Blog 9 – Minor Revisions — Proposals for revisions which would not affect more than one than one entry.
YOU ARE HERE
Blog 10 – Hierarchal Revisions — Proposals for NTs or BTs that that do not currently exist for terms that do currently exist.
Blog 11 —Original Terminology— Terms that do not currently exist in the controlled vocabulary that are being proposed for inclusion.
Basically forever from now
Blog 12 – Larger Revisions Proposals for revisions which would affect more than one than one term within the vocabulary. In my final reports, these are accompanied by an Appendix which lists all of the affected terms.
New Kings Needed Proposed
Total changes proposed: 17 adjustments.
This section is for proposals for NTs or BTs that that do not currently exist (in italics) for terms that do or do not currently exist.
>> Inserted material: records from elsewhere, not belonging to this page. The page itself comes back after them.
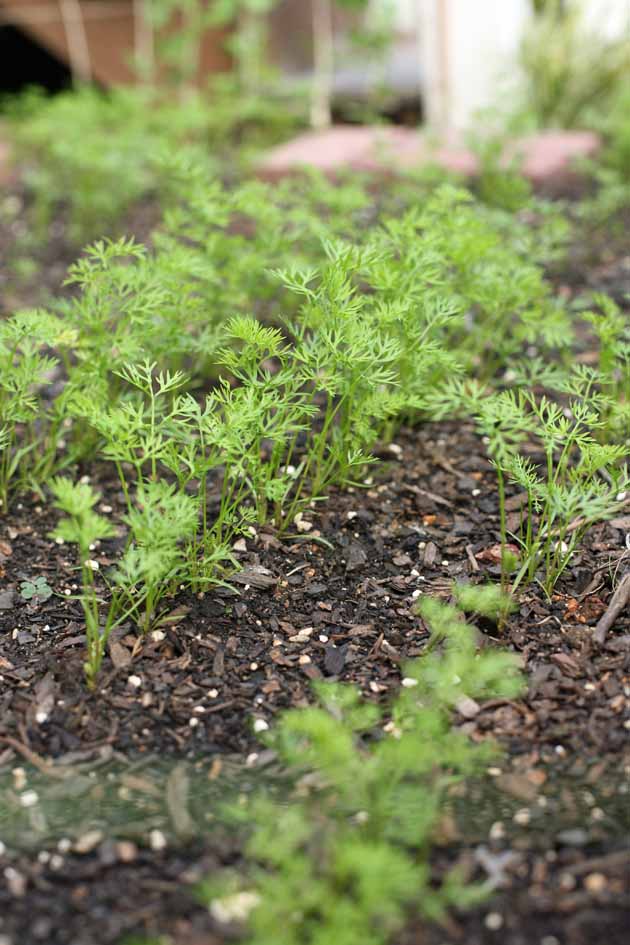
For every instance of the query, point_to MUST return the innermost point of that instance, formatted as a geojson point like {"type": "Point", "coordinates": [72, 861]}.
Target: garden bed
{"type": "Point", "coordinates": [173, 726]}
{"type": "Point", "coordinates": [230, 658]}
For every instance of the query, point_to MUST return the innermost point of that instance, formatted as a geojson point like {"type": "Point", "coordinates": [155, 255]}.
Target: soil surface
{"type": "Point", "coordinates": [551, 825]}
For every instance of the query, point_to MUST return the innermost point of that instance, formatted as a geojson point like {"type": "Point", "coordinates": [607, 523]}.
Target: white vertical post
{"type": "Point", "coordinates": [76, 40]}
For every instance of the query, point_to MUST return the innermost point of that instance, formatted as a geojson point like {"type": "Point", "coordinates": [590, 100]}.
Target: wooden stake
{"type": "Point", "coordinates": [76, 40]}
{"type": "Point", "coordinates": [323, 63]}
{"type": "Point", "coordinates": [144, 39]}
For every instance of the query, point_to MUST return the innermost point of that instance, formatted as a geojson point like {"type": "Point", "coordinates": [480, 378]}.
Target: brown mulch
{"type": "Point", "coordinates": [338, 608]}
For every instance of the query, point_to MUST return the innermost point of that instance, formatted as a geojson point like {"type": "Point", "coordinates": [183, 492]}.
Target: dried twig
{"type": "Point", "coordinates": [617, 603]}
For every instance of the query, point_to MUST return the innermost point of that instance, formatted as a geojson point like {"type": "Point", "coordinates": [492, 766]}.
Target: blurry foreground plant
{"type": "Point", "coordinates": [346, 860]}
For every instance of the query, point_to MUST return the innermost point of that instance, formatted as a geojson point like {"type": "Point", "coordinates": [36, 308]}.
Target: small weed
{"type": "Point", "coordinates": [36, 589]}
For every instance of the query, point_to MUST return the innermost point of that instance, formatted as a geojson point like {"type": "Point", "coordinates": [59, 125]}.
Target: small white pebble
{"type": "Point", "coordinates": [157, 841]}
{"type": "Point", "coordinates": [493, 921]}
{"type": "Point", "coordinates": [29, 799]}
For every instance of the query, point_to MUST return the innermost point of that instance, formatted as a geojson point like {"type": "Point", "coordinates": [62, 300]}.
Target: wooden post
{"type": "Point", "coordinates": [144, 39]}
{"type": "Point", "coordinates": [323, 63]}
{"type": "Point", "coordinates": [76, 40]}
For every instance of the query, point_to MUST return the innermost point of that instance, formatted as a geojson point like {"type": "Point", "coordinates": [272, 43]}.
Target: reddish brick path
{"type": "Point", "coordinates": [545, 156]}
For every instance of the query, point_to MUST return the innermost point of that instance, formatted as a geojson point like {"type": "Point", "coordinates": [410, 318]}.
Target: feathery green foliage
{"type": "Point", "coordinates": [347, 859]}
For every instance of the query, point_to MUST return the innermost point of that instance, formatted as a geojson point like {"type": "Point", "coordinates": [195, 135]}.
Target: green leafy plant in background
{"type": "Point", "coordinates": [346, 860]}
{"type": "Point", "coordinates": [569, 67]}
{"type": "Point", "coordinates": [577, 482]}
Each proposal is followed by a section detailing Changes and the Justification for the addition.
Here are some examples:
ADDITION: The addition of HIV and HPV to Venereal diseases
JUSTIFICATION: HIV was discovered in 1981, after initial publication. HPV is considered to be a major sexual infection, and is the topic of much discussion. Please also see proposal to update to “sexually transmitted infection”
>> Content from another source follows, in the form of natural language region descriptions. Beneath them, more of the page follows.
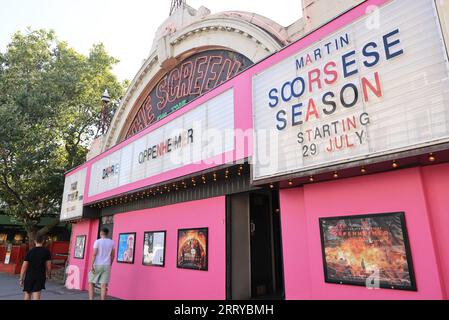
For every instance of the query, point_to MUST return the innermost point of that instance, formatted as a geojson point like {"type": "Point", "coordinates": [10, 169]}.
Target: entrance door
{"type": "Point", "coordinates": [254, 249]}
{"type": "Point", "coordinates": [261, 246]}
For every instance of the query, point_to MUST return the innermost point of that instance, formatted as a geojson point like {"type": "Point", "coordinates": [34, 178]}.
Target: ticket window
{"type": "Point", "coordinates": [108, 223]}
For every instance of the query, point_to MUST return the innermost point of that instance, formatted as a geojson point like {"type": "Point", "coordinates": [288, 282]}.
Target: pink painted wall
{"type": "Point", "coordinates": [135, 281]}
{"type": "Point", "coordinates": [436, 182]}
{"type": "Point", "coordinates": [398, 191]}
{"type": "Point", "coordinates": [89, 228]}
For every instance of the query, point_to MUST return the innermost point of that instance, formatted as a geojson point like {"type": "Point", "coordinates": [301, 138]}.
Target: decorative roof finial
{"type": "Point", "coordinates": [175, 4]}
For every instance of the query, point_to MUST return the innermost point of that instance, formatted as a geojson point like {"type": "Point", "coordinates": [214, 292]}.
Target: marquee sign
{"type": "Point", "coordinates": [193, 77]}
{"type": "Point", "coordinates": [364, 91]}
{"type": "Point", "coordinates": [198, 135]}
{"type": "Point", "coordinates": [73, 196]}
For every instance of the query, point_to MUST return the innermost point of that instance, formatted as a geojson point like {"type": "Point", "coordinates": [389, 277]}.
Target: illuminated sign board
{"type": "Point", "coordinates": [198, 135]}
{"type": "Point", "coordinates": [369, 89]}
{"type": "Point", "coordinates": [73, 196]}
{"type": "Point", "coordinates": [193, 77]}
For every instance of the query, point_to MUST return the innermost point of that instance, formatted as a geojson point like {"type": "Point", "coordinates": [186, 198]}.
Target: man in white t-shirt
{"type": "Point", "coordinates": [101, 264]}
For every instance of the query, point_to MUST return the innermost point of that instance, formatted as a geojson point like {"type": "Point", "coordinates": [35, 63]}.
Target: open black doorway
{"type": "Point", "coordinates": [254, 257]}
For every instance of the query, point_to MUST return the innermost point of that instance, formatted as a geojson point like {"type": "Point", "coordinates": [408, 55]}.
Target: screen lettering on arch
{"type": "Point", "coordinates": [369, 89]}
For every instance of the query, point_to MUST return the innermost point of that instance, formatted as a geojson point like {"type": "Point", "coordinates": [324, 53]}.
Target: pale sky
{"type": "Point", "coordinates": [126, 27]}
NT Hypoactive sexual desire disorder
ADDITION: Adding Asexuality to Hyposexuality as RT. Adding Hypoactive sexual desire disorder as NT.
JUSTIFICATION: Asexuality: These are different terms, but are often discussed together, especially in psychological literature.
Hypoactive sexual desire disorder: this is DSM-5 clinical diagnosis when low desire causes distress.